How to normalize a path in PowerShell?

问题

I have two paths:

fred\frog

and

..\frag

I can join them together in PowerShell like this:

join-path 'fred\frog' '..\frag'

That gives me this:

fred\frog\..\frag

But I don't want that. I want a normalized path without the double dots, like this:

fred\frag

How can I get that?

回答1:

You can use a combination of pwd, Join-Path and [System.IO.Path]::GetFullPath to get a fully qualified expanded path.

Since cd (Set-Location) doesn't change the process current working directory, simply passing a relative file name to a .NET API that doesn't understand PowerShell context, can have unintended side-effects, such as resolving to a path based off the initial working directory (not your current location).
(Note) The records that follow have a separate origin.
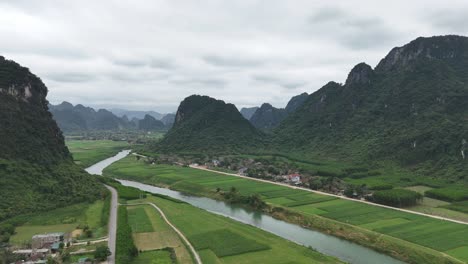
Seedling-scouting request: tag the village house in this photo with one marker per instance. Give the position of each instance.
(32, 254)
(47, 240)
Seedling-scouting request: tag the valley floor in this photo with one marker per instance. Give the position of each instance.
(407, 236)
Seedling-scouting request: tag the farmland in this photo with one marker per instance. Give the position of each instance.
(150, 232)
(87, 152)
(64, 219)
(153, 257)
(218, 239)
(433, 235)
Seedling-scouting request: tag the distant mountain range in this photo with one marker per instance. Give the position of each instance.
(37, 172)
(136, 114)
(412, 109)
(247, 112)
(204, 124)
(268, 117)
(80, 118)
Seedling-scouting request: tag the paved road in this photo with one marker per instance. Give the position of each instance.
(334, 195)
(112, 224)
(194, 252)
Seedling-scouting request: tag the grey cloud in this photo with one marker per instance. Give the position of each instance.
(454, 21)
(68, 77)
(140, 56)
(132, 63)
(223, 61)
(355, 32)
(207, 83)
(277, 81)
(162, 64)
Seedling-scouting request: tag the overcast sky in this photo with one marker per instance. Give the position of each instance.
(149, 55)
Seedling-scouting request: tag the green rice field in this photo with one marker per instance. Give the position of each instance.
(442, 236)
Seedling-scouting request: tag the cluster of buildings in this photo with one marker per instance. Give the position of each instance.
(42, 246)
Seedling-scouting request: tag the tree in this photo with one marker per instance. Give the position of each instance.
(101, 253)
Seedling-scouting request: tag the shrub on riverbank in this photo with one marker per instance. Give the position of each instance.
(450, 194)
(125, 246)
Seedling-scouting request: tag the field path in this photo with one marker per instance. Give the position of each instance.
(333, 195)
(112, 224)
(194, 252)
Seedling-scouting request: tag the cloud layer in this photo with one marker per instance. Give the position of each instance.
(152, 54)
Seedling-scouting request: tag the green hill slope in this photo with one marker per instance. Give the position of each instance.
(204, 124)
(36, 169)
(412, 109)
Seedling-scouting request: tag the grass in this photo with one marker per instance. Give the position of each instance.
(88, 152)
(428, 232)
(459, 206)
(222, 240)
(64, 219)
(153, 257)
(125, 249)
(139, 220)
(158, 234)
(450, 194)
(75, 258)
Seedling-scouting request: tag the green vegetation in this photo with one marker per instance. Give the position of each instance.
(397, 197)
(66, 219)
(458, 206)
(37, 172)
(451, 194)
(226, 243)
(125, 247)
(139, 220)
(416, 240)
(209, 125)
(151, 232)
(29, 188)
(222, 240)
(154, 257)
(88, 152)
(101, 253)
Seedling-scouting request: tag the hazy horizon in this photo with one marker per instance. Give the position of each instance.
(152, 55)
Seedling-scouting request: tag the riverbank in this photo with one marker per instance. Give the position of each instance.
(361, 223)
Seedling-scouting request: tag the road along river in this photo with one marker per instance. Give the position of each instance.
(326, 244)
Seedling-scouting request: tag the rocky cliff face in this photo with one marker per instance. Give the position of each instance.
(204, 124)
(434, 48)
(27, 129)
(36, 169)
(411, 109)
(247, 112)
(361, 74)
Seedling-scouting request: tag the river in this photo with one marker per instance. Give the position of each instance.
(326, 244)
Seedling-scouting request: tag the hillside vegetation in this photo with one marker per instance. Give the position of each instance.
(204, 124)
(36, 168)
(411, 110)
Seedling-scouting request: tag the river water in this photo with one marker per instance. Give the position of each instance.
(326, 244)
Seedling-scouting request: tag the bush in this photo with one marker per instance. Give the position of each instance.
(125, 247)
(396, 197)
(101, 253)
(381, 187)
(451, 194)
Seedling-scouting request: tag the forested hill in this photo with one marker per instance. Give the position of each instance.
(411, 109)
(268, 117)
(204, 124)
(37, 171)
(27, 131)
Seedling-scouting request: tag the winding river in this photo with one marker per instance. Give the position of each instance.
(326, 244)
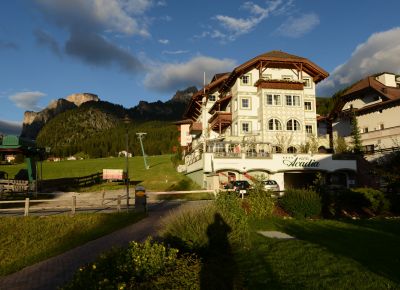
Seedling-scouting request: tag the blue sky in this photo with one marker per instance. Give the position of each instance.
(130, 50)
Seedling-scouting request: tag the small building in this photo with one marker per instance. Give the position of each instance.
(260, 120)
(123, 153)
(375, 102)
(10, 158)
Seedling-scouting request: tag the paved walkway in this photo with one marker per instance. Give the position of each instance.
(54, 272)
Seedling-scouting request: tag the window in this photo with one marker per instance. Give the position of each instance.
(245, 127)
(274, 125)
(296, 100)
(276, 149)
(292, 100)
(289, 101)
(293, 125)
(277, 100)
(245, 80)
(269, 99)
(273, 100)
(307, 83)
(267, 76)
(245, 103)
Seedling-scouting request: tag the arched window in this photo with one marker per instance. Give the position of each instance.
(274, 125)
(293, 125)
(276, 149)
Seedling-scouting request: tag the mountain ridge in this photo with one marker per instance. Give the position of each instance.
(170, 110)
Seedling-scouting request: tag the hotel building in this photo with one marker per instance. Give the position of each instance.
(259, 121)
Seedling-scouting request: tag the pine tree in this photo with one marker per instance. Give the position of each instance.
(356, 135)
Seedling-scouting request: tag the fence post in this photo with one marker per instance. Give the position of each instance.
(73, 207)
(119, 203)
(26, 212)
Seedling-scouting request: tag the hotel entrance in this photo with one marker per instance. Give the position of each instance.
(299, 179)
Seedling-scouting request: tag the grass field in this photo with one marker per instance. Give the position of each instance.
(160, 177)
(25, 241)
(325, 255)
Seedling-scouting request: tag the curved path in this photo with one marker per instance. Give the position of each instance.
(54, 272)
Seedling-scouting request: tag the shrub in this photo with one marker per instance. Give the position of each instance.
(355, 201)
(374, 199)
(186, 228)
(141, 266)
(261, 204)
(301, 203)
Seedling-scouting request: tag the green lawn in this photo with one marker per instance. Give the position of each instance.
(326, 255)
(160, 177)
(25, 241)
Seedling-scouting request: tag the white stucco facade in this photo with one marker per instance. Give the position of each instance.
(260, 121)
(376, 105)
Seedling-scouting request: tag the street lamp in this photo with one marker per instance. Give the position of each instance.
(127, 122)
(140, 136)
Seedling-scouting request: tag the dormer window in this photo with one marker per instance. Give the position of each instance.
(307, 83)
(245, 80)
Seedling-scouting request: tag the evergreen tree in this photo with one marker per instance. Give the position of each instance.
(356, 135)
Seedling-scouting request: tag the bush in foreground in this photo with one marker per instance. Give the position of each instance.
(358, 201)
(149, 265)
(301, 203)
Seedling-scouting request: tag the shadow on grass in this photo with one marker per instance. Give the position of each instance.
(219, 268)
(59, 234)
(374, 244)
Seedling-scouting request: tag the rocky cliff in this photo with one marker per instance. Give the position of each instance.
(34, 121)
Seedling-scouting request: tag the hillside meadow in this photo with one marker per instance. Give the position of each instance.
(161, 176)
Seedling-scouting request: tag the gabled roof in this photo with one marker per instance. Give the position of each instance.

What you do is you first qualify your path:

Join-Path (Join-Path (pwd) fred\frog) '..\frag'

This yields (given my current location):

C:\WINDOWS\system32\fred\frog\..\frag

With an absolute base, it is safe to call the .NET API GetFullPath:

[System.IO.Path]::GetFullPath((Join-Path (Join-Path (pwd) fred\frog) '..\frag'))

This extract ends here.